Sales Pipeline Explained

What is a sales pipeline?  Sounds easy to understand and maybe it is. But after some recent conversations with some sales guys, I thought i should write down an explanation.

Many of you know that I am a very literal person.  I am a very direct person too – not much nuance in my communication style and not much making you guess what I mean.  Well, a sales pipeline should be the same way.  Here goes:

1.  VCs and most active startup investors love information.  The more info the founders/CEO give, the happier we are (I have written about this a few times).  It is kind of like cookies and the Cookie Monster.

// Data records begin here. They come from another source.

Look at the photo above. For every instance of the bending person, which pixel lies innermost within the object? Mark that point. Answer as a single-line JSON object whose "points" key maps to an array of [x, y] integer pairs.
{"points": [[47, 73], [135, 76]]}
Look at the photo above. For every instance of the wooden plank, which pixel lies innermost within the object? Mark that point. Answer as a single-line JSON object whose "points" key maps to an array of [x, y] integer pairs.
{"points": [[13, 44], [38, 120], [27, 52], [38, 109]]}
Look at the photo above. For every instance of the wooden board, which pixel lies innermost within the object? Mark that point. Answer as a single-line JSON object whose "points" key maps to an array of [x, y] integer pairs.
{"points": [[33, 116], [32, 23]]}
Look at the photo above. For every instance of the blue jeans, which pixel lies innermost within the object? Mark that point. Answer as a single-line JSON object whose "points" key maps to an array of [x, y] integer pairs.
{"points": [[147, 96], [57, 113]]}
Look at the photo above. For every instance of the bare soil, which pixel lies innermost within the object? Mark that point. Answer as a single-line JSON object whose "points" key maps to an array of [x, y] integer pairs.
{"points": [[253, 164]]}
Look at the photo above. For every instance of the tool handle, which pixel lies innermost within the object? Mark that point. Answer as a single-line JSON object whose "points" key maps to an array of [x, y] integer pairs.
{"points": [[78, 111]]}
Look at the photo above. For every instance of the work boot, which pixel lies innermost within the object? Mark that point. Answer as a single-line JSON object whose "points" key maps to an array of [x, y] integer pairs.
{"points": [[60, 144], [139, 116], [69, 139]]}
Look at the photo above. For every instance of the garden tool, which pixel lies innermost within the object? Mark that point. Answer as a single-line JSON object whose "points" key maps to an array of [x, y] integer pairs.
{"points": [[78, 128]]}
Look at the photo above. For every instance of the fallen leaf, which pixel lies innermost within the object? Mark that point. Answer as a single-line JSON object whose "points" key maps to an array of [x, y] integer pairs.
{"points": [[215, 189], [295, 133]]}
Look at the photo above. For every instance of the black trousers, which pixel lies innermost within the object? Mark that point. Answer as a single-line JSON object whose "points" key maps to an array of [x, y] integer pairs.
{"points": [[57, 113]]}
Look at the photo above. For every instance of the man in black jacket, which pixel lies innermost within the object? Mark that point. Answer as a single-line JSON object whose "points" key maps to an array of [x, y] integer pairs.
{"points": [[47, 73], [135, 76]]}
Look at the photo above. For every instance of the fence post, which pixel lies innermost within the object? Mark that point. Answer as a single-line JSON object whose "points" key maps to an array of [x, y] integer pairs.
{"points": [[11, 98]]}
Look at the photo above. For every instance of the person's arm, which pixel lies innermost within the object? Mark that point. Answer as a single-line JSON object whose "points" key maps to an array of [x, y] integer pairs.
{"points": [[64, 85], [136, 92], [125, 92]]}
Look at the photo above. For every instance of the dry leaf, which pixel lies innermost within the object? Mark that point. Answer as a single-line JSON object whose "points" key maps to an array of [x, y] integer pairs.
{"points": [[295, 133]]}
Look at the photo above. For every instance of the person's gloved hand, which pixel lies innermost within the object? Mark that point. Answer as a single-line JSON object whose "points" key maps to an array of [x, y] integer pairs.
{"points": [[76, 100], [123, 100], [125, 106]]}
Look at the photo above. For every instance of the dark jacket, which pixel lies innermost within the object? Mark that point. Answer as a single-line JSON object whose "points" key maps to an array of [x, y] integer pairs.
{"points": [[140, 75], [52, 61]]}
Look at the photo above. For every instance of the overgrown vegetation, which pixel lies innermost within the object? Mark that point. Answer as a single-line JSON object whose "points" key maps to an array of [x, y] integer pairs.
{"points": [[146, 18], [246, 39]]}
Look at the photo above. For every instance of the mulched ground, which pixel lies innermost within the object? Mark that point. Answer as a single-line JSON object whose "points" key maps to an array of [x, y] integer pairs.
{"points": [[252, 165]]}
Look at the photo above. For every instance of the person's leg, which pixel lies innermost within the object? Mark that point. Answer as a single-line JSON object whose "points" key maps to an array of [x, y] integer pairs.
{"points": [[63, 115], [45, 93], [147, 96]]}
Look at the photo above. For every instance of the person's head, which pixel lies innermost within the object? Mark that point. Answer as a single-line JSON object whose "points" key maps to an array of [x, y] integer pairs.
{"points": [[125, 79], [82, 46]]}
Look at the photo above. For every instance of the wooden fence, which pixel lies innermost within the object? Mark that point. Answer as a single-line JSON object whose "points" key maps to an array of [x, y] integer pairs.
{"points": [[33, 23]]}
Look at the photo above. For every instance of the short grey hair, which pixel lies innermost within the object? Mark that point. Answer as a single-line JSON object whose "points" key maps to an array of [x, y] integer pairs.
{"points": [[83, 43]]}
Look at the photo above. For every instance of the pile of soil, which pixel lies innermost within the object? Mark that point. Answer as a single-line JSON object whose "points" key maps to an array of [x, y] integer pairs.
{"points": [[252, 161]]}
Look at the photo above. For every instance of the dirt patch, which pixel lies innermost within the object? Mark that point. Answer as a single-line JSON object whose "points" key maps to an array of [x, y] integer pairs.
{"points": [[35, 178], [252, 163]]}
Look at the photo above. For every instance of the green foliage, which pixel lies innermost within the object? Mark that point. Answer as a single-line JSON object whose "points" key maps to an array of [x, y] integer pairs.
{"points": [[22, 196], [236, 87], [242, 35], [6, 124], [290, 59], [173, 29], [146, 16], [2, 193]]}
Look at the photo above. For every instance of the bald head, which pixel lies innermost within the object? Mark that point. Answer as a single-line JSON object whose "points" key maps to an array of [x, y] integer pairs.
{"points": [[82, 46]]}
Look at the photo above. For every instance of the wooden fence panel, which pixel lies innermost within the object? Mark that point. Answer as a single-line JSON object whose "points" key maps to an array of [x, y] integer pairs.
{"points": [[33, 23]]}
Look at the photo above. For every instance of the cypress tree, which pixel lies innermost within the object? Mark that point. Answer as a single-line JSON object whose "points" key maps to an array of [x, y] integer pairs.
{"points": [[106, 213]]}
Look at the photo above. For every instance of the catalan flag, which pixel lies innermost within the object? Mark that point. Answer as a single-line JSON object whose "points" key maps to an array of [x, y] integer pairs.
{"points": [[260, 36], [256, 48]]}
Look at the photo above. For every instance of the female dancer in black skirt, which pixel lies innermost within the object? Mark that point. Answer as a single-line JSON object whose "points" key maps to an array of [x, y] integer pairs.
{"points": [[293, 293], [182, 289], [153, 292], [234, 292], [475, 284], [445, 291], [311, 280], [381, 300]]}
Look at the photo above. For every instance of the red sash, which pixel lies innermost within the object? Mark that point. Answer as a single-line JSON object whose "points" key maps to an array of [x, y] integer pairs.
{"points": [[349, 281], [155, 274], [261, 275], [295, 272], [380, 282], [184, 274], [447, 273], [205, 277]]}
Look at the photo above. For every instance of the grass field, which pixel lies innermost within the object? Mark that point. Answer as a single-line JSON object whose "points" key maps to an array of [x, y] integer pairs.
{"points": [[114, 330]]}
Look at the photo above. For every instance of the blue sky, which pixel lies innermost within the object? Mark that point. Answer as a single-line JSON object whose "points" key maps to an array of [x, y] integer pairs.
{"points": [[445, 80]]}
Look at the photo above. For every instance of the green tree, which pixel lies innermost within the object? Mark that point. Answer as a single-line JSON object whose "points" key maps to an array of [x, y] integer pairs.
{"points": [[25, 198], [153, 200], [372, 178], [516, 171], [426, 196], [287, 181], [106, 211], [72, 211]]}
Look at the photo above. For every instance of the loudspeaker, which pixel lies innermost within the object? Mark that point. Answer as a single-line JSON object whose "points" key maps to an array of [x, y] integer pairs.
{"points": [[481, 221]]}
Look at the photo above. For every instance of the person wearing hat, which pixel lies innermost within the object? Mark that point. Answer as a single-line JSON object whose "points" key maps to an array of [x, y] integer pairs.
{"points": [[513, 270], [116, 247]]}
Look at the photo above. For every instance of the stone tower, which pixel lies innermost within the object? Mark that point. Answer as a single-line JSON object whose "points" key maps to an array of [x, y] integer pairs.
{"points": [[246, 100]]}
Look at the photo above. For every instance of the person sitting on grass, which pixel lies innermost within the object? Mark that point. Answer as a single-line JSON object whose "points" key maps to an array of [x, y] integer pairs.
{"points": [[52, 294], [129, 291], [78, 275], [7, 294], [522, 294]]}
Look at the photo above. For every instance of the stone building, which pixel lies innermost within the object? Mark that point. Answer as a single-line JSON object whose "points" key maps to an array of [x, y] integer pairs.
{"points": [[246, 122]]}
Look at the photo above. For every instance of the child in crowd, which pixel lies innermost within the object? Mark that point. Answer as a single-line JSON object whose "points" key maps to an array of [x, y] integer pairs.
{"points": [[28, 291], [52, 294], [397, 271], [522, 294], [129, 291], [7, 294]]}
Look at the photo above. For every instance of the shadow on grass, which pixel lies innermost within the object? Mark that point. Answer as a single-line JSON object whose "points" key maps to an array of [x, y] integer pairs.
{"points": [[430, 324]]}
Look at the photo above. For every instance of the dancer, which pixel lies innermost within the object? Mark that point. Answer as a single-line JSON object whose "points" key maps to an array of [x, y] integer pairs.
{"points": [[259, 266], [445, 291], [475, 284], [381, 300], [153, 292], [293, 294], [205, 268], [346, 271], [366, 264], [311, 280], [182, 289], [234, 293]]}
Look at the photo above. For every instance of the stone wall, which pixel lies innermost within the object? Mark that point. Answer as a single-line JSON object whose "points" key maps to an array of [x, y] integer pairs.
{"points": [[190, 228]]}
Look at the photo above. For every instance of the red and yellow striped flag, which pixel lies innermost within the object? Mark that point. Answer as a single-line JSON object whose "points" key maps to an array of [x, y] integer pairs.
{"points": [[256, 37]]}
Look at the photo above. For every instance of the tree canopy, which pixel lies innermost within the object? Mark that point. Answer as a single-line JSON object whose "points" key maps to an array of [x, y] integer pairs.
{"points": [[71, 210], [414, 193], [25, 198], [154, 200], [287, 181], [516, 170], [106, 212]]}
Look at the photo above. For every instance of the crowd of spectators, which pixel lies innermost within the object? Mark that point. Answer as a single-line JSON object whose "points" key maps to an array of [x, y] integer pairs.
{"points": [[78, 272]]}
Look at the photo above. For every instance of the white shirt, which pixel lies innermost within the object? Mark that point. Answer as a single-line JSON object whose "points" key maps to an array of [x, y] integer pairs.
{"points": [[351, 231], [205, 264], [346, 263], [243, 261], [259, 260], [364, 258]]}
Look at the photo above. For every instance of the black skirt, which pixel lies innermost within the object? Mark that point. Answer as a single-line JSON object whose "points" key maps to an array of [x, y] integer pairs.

2.  One of the key pieces of information is a projection model that shows a projected income statement and cash flow statement for the given year (the balance sheet for an early stage startup is less important, but also nice to have). Ideally, this would be delivered in December for following calendar year.  It is kind of like a flight plan.  Without the projection model the company is flying blind.  A detailed income statement with revenue on top and income/loss on the bottom and everything in between (COGS, gross margin, all those SGA expenses below gross margin, etc.).

3.  The sales pipeline clearly relates to the revenue projection and for this post I am going to limit it to that – if sales are projected to explode it also typically means that expenses explode too, but the pipeline is, well the pipeline.

4.  Sales pipeline = the customer orders that produce the product order backlog (if a physical product company) and then the revenue for each month of the 12 month projection.

5.  And I don’t mean customers by some vague code like customers 1, 2, 3 and 4.  I mean a literal list of customers by name, unit amount, expected PO date, expected product ship date (last time I checked you cannot have revenue without shipping the product), and expected revenue.  A bonus is to show selling price by order so that everyone can understand differences in the way customers are being treated (like volume discounts, incentives, etc.).

6.  So, if the projection says $40,800 of revenue for July, $67,000 of revenue for August, $133,400 of revenue for September, then the head of sales (be it the CEO or a separate head of sales) better have a list of projected orders by customer by month to back this up.

7.  In other words, the sales pipeline FEEDS the monthly revenue projection (the TOP line) in the projection model.

8.  Clearly, the months that are closer in time will have more firm customers and orders.  The months further out in time will have less firm customers and orders.  But without an actual sales pipeline, the revenue projection is an utter guess.  With the sales pipeline it is an educated guess.  Educated guesses are always better.

9.  The pipeline can be changed during the year and the projection model can and should be updated.  It is always nice to keep the original projection model on a separate tab to enable everyone to see the changes and see the slips or unexpected successes.

Hope that makes sense.  Have a sales pipeline!  It should form a major part of any board meeting package and result in a lot of discussion.